The move left members of the legislature with questions about the way the Nunavut cabinet dealt with Angnakak’s breach in comparison to how they dealt with a different breach by Education Minister David Joanasie.

That occurred earlier this year, when one of Joanasie’s staff members mistakenly emailed a confidential cabinet document on the Education Act to various stakeholders.

Following that breach, Joanasie conducted a departmental audit and issued an apology to members.

“I have difficulty accepting the explanation from the premier that the breach of confidentiality by the former minister and member for Iqaluit-Niaqunnguu and the breach of confidentiality by the minister of education are not the same,” said Rankin Inlet North-Chesterfield Inlet MLA Cathy Towtongie, who made the motion of censure. “I believe there’s a double standard.”

Because cabinet approved the removal of Angnakak’s portfolio, the motion applies to the full executive council, Towtongie said, stressing that the motion had nothing to do with gender, but with fairness.

Iqaluit-Manirajak MLA Adam Arreak-Lightstone said MLAs and members of the public still don’t know whether Joanasie was reprimanded following the breach made by his department.

Arreak-Lightstone—who posed the question on staff housing that led to Angnakak’s response and subsequent breach of cabinet confidentiality—took issue with the way Angnakak was “immediately, swiftly, publicly” disciplined, he said prior to Monday’s vote on the motion.

Cabinet minister Elisapee Sheutiapik said Towtongie’s motion is against the principles of Inuit Qaujimajatuqangit, while Netsilik MLA Emiliano Qirngnuq said “we need to stop putting each other down.”

Angnakak said she supports the motion, although she said she had nothing to do with putting it forward.

Angnakak continues to deny that she breached cabinet confidentiality, calling it a misunderstanding.

Savikataaq said today in the legislature that the two breaches are different, and that Angnakak had broken cabinet trust.

Speaking with reporters following the vote, Savikataaq, who also spoke to Nunatsiaq News before the vote, said he still feels his “actions were justified.”

He said he would make the same decision again, should a breach of the same magnitude occur.

“We’ll have to agree to disagree,” he said of MLAs’ concerns that the two breaches were treated unfairly.

“The regular members don’t approve of what we did. They’ve spoken, and we’ll turn the page and go on from here. There are so many other pressing issues in Nunavut that we have to deal with. This was a chapter in our government.”
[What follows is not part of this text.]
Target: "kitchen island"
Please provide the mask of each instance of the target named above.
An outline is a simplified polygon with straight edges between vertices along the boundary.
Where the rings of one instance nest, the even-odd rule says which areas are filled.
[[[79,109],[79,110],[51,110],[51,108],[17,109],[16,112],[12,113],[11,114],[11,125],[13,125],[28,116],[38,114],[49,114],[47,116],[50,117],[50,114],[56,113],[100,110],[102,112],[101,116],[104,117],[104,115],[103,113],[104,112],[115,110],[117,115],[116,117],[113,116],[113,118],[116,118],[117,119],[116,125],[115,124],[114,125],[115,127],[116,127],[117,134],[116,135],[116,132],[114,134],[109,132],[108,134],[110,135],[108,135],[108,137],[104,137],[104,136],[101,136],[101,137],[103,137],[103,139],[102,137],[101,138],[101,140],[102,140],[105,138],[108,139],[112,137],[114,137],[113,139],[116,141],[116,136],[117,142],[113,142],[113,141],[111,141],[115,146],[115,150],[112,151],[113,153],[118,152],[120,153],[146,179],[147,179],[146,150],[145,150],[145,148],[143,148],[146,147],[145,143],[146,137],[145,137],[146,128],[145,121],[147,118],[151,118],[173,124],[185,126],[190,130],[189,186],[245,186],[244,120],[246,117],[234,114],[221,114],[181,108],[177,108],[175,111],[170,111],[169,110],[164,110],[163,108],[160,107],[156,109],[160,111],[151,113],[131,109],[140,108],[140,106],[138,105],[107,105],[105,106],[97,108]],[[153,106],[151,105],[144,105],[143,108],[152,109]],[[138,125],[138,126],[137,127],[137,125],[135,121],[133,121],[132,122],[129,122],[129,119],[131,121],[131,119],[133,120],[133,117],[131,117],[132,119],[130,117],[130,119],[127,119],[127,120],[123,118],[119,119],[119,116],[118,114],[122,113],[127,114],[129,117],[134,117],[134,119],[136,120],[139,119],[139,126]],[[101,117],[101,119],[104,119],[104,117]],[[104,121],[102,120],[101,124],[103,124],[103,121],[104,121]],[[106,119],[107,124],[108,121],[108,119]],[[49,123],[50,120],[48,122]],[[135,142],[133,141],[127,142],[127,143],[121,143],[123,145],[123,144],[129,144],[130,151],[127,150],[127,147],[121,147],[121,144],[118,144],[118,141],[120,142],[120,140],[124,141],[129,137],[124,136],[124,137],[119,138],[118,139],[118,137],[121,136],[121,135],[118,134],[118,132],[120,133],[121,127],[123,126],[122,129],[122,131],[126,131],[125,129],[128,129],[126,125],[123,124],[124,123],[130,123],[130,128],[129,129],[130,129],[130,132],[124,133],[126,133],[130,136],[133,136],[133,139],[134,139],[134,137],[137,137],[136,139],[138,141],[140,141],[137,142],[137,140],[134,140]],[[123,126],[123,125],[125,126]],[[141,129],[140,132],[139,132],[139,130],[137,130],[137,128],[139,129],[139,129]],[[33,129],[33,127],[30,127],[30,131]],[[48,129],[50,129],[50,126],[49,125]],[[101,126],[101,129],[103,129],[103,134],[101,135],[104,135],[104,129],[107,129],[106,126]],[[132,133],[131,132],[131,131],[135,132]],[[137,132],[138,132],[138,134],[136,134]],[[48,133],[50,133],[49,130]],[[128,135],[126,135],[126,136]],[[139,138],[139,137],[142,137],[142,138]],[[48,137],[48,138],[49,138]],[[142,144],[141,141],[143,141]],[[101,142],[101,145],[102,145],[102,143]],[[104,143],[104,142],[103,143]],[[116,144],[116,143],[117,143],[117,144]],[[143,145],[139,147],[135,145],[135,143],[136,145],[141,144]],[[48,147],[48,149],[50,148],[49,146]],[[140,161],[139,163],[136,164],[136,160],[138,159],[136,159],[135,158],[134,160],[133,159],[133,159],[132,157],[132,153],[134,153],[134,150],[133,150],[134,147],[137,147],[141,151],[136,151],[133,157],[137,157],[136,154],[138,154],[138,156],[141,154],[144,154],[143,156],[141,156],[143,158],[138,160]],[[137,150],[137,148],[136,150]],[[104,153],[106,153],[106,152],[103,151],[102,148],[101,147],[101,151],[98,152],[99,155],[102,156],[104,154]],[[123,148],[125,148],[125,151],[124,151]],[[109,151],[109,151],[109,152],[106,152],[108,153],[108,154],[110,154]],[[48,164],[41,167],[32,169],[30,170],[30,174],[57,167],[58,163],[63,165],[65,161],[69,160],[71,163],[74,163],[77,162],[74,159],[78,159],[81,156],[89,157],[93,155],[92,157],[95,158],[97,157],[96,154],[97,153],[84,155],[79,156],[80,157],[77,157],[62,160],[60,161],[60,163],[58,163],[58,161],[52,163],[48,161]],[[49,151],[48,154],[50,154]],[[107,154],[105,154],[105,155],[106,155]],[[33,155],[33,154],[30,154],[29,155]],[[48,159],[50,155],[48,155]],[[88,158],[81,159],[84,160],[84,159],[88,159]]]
Aggu MLA and ex-premier Paul Quassa, who seconded the motion of censure, said he and other MLAs do not dispute the seriousness of sharing cabinet documents publicly, but he said the treatment of the two breaches is inconsistent.

“Nunavummiut were hearing two different stories,” Quassa said. “We are going to be watching very closely as to what the next step of the government will be. The motion of censure is very serious and the government should not take this lightly.”

Consistency, transparency and the confidence of constituents is what he will be looking for, Quassa said.

MLAs will hold a leadership forum session on Friday, Nov. 2 to choose a new cabinet minister from among themselves.